Mi sentivo Dio ma come lui sono morto anch’io.
Ti svegli, ti guardi intorno ed incontri un pensiero, sorridi, forse, forse oggi è l’oggi di ieri.
Quando m’accorgo che anche il cielo si è chiuso sopra di me e intorno vedo solo il buio, non ho paura. Accendo il mio cuore e ritrovo la luce!
Io l’ho conosciuto un vero eroe. Guardava il mondo con la curiosità di un bambino, colorava i pensieri con la saggezza di un anziano, era capace di amare con l’istinto di un cane.
Ho un metodo infallibile quando devo prendere una decisione importante: mi siedo davanti a me stessa, guardo fin dove posso arrivare, rivolto i miei ragionamenti da tutti i lati possibili e apro i miei limiti come fossero un solitario con le carte, ma non cambio la loro disposizione, non li getto in faccia ad alcuno, non cambio il mio carattere per nessuno.
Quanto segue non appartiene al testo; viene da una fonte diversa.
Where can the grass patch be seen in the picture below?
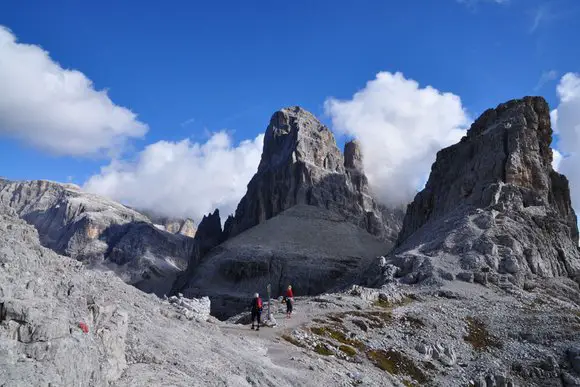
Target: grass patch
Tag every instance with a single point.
(361, 324)
(376, 319)
(335, 318)
(294, 341)
(337, 335)
(396, 363)
(350, 351)
(322, 350)
(380, 303)
(414, 322)
(478, 336)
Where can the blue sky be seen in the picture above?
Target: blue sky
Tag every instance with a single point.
(188, 69)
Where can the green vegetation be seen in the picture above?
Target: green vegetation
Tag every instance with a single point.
(380, 303)
(478, 336)
(322, 350)
(396, 363)
(336, 335)
(292, 340)
(350, 351)
(415, 322)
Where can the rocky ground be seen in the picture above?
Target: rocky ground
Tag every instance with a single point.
(100, 232)
(460, 335)
(311, 248)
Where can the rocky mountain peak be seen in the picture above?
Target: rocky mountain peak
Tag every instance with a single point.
(294, 134)
(353, 157)
(493, 203)
(301, 164)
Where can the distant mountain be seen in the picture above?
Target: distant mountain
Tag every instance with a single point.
(100, 232)
(181, 226)
(493, 209)
(308, 219)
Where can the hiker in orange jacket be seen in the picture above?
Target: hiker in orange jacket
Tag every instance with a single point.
(256, 310)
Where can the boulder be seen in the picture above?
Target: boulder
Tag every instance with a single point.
(493, 208)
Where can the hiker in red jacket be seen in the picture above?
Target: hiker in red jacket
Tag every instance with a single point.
(256, 310)
(289, 301)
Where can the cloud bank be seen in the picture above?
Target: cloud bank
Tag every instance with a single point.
(56, 109)
(183, 178)
(400, 126)
(567, 121)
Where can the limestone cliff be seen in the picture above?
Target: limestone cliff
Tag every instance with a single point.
(99, 232)
(493, 208)
(301, 164)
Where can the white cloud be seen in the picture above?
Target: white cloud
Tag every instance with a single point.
(187, 122)
(554, 120)
(546, 77)
(401, 126)
(556, 159)
(183, 178)
(56, 109)
(568, 124)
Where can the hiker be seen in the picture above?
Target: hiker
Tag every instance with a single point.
(256, 310)
(289, 301)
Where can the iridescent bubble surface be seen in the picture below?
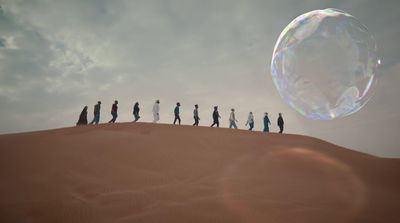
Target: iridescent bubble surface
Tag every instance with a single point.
(324, 64)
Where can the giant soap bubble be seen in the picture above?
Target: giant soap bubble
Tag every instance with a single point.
(324, 64)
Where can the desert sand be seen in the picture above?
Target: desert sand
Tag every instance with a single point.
(140, 172)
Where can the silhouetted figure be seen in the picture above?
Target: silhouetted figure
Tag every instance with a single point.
(114, 112)
(96, 113)
(250, 121)
(176, 112)
(266, 122)
(156, 111)
(216, 117)
(280, 123)
(196, 115)
(83, 117)
(232, 119)
(136, 110)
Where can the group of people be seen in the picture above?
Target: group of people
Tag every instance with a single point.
(156, 116)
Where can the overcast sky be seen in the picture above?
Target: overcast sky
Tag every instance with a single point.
(58, 56)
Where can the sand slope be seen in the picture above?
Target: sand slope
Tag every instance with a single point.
(161, 173)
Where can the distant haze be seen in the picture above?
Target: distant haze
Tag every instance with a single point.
(58, 56)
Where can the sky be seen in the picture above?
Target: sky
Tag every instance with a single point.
(58, 56)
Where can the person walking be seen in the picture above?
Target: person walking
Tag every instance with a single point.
(250, 121)
(176, 112)
(156, 110)
(196, 115)
(232, 119)
(83, 117)
(216, 117)
(96, 113)
(266, 122)
(114, 112)
(136, 110)
(280, 123)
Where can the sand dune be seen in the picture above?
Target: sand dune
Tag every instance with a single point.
(161, 173)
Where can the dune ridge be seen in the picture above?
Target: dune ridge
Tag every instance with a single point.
(142, 172)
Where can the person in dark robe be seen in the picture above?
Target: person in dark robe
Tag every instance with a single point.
(176, 113)
(114, 112)
(216, 117)
(136, 110)
(83, 117)
(266, 122)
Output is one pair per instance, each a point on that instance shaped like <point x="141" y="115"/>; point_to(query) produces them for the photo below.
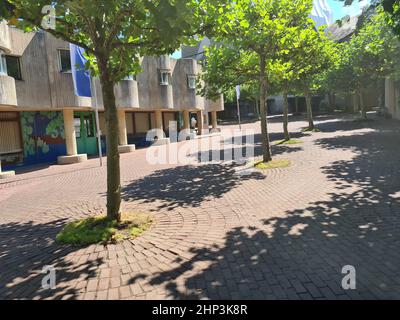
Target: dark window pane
<point x="65" y="61"/>
<point x="89" y="126"/>
<point x="13" y="67"/>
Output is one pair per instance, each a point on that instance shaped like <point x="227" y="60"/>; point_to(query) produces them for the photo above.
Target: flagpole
<point x="240" y="121"/>
<point x="96" y="110"/>
<point x="238" y="106"/>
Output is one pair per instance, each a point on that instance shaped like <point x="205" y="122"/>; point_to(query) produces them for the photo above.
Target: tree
<point x="249" y="37"/>
<point x="367" y="59"/>
<point x="318" y="55"/>
<point x="392" y="7"/>
<point x="115" y="34"/>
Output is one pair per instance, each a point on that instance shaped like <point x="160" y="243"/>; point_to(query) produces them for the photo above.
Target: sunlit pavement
<point x="280" y="234"/>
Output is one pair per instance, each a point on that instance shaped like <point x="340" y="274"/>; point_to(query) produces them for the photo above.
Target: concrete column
<point x="200" y="122"/>
<point x="122" y="133"/>
<point x="158" y="119"/>
<point x="70" y="135"/>
<point x="214" y="119"/>
<point x="6" y="174"/>
<point x="70" y="141"/>
<point x="390" y="96"/>
<point x="123" y="147"/>
<point x="186" y="120"/>
<point x="159" y="125"/>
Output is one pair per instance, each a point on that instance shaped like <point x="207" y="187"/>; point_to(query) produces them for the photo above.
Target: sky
<point x="340" y="11"/>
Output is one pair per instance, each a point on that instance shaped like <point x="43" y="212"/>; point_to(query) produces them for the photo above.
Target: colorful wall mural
<point x="43" y="136"/>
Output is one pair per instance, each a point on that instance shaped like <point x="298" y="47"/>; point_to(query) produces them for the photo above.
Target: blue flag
<point x="80" y="76"/>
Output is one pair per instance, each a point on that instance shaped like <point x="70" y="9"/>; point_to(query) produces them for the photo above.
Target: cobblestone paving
<point x="278" y="234"/>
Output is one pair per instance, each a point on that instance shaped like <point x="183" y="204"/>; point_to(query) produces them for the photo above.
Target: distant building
<point x="42" y="120"/>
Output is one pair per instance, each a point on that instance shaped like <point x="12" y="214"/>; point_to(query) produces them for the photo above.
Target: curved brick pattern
<point x="279" y="234"/>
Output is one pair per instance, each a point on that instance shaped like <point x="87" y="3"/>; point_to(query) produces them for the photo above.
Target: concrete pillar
<point x="70" y="135"/>
<point x="390" y="96"/>
<point x="6" y="174"/>
<point x="214" y="119"/>
<point x="123" y="147"/>
<point x="70" y="141"/>
<point x="158" y="119"/>
<point x="200" y="122"/>
<point x="159" y="125"/>
<point x="186" y="120"/>
<point x="122" y="133"/>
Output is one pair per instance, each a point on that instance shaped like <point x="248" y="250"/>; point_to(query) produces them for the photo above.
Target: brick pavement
<point x="280" y="234"/>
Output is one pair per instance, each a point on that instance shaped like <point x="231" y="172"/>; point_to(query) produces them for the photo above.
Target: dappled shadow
<point x="25" y="248"/>
<point x="186" y="186"/>
<point x="300" y="255"/>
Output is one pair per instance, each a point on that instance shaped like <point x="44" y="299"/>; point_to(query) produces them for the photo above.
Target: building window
<point x="191" y="82"/>
<point x="14" y="67"/>
<point x="132" y="77"/>
<point x="65" y="60"/>
<point x="3" y="64"/>
<point x="77" y="126"/>
<point x="164" y="77"/>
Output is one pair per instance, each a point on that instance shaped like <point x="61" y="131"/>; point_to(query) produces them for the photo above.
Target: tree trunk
<point x="257" y="109"/>
<point x="286" y="116"/>
<point x="330" y="101"/>
<point x="297" y="104"/>
<point x="362" y="104"/>
<point x="309" y="109"/>
<point x="355" y="103"/>
<point x="266" y="147"/>
<point x="113" y="165"/>
<point x="382" y="96"/>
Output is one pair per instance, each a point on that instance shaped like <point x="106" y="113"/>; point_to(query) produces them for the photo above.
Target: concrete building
<point x="42" y="121"/>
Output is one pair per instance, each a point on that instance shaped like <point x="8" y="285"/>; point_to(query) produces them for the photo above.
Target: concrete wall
<point x="44" y="87"/>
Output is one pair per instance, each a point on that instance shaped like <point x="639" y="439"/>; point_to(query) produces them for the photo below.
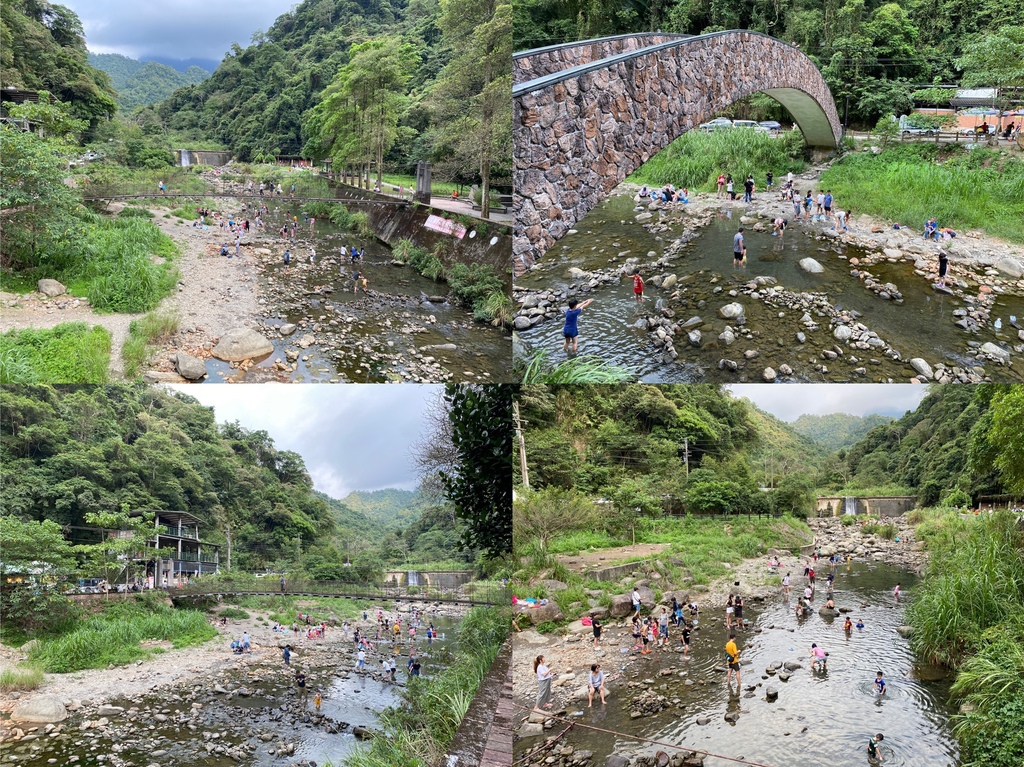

Mi piacciono quelle stagioni in cui quando passeggi cerchi il sole, in cui se c’è un lato della strada all’ombra e l’altro con il sole attraversi la strada per sentirlo. Molto meglio di quando passeggi d’estate e attraversi la strada per evitarlo.
Lasciamo che il nostro dolore, la nostra rabbia ci attragga.